Jiang He’s answer was just a few short lines.

"Low perfusion, low outflow; perfusion less than outflow."

"Massive release of catecholamines, excitation of alpha-receptors, constriction of arterioles, post-arterioles, and precapillary sphincters..."

"Autotransfusion, autoinfusion."

It was concise and got straight to the core of the issue.

Every keyword hit a scoring point precisely, without a single wasted word.

"Whoa!" Professor Liu couldn’t help but exclaim in admiration. "His summarization skills are incredible. It’s rare to see a student with such a thorough understanding these days."

Wang Xiaoqing didn’t say anything, simply marking it as a perfect score.

She continued on.

As she graded the questions with increasing speed, the expressions of the crowd grew more and more solemn.

This... felt like reading the official answer key.

Some of his descriptions of treatment principles were even more clinically relevant than the model answers.

Finally, they reached the last and most heavily weighted question.

The one that was a huge trap involving abdominal pain, jaundice, and shock.

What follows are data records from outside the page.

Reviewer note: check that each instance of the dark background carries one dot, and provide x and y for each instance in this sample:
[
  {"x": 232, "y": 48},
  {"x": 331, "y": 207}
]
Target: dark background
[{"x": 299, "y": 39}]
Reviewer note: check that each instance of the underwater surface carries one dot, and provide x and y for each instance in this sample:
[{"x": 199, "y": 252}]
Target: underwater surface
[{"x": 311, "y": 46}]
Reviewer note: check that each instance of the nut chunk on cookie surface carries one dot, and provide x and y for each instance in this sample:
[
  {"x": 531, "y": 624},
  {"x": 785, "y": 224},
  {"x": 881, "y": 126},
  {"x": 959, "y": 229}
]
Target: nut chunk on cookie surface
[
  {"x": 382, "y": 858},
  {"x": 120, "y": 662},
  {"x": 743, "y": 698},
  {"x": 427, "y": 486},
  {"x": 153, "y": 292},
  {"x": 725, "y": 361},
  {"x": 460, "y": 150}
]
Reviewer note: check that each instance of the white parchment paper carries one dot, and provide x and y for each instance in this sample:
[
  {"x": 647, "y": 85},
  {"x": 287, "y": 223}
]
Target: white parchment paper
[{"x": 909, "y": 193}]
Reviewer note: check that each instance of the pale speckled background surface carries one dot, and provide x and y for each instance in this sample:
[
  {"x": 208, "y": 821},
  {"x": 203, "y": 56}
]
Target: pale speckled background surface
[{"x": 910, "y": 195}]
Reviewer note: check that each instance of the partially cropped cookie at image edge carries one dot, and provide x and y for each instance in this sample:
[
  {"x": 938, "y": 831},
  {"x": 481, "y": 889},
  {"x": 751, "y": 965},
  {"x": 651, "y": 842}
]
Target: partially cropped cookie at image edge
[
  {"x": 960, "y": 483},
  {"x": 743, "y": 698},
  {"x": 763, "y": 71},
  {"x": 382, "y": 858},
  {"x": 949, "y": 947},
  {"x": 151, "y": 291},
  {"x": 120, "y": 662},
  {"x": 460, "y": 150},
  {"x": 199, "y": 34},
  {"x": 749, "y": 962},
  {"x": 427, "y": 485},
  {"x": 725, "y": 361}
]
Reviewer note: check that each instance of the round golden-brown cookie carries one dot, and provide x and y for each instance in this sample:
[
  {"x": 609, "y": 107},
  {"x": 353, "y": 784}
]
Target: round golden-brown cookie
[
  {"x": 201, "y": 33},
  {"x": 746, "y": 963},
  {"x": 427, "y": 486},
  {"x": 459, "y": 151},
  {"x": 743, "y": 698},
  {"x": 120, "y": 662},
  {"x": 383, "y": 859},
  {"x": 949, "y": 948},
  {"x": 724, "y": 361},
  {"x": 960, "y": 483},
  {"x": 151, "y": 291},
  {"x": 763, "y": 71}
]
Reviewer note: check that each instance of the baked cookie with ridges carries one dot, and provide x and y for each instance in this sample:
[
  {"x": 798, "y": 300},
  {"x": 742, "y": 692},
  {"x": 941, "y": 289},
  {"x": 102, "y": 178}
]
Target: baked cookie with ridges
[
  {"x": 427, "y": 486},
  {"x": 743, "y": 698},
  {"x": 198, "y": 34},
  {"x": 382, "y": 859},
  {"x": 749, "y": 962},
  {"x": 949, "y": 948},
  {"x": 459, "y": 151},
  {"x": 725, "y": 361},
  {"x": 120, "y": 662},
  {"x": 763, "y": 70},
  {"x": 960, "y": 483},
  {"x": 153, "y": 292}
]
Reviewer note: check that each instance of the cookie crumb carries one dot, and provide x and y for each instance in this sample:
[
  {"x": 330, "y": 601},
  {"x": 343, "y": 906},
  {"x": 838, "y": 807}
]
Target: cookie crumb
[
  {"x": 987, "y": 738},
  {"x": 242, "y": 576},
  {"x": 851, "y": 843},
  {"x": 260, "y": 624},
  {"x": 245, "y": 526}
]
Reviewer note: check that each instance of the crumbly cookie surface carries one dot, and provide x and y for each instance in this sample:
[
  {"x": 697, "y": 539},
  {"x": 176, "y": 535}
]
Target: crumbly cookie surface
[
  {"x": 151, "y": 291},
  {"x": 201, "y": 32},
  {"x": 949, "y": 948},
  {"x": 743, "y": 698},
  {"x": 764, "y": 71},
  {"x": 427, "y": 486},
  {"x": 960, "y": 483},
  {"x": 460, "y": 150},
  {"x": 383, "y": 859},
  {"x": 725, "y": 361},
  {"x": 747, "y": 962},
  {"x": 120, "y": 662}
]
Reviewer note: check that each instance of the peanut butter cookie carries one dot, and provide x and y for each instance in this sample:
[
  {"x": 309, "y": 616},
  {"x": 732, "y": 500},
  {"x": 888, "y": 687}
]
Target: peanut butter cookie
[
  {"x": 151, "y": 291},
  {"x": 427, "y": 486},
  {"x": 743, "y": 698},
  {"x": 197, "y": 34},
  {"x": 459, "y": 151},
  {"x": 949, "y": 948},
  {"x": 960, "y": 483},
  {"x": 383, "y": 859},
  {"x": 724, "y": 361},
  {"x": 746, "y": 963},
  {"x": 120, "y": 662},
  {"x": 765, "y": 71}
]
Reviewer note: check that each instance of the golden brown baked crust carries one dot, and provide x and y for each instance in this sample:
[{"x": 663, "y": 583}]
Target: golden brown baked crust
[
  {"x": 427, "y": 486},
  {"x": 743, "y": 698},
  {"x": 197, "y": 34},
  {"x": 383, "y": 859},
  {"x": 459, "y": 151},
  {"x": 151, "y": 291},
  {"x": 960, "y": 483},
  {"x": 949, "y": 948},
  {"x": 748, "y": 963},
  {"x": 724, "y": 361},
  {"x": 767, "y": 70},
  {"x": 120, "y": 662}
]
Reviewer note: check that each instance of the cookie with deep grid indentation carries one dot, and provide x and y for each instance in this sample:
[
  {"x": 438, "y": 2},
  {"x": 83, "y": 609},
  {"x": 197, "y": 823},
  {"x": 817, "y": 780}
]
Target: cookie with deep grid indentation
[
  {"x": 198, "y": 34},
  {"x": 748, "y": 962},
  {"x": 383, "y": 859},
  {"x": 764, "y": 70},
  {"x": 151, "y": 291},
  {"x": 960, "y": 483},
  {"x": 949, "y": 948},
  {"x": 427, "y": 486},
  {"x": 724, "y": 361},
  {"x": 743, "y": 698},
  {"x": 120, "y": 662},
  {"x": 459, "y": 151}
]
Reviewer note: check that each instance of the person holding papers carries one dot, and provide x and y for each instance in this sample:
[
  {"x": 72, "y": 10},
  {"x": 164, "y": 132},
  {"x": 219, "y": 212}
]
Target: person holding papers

Professor Zhang had written this question, so he knew all its tricks.

"I set three traps in this question." Professor Zhang pointed to the blood pressure value in the prompt. "80/50, that’s shock. Then there’s the latent jaundice. If a student only sees the elevated amylase levels, they’ll definitely treat it as severe pancreatitis. Once they go down the wrong path, the patient is gone."

Wang Xiaoqing nodded. "Let’s see how he answered."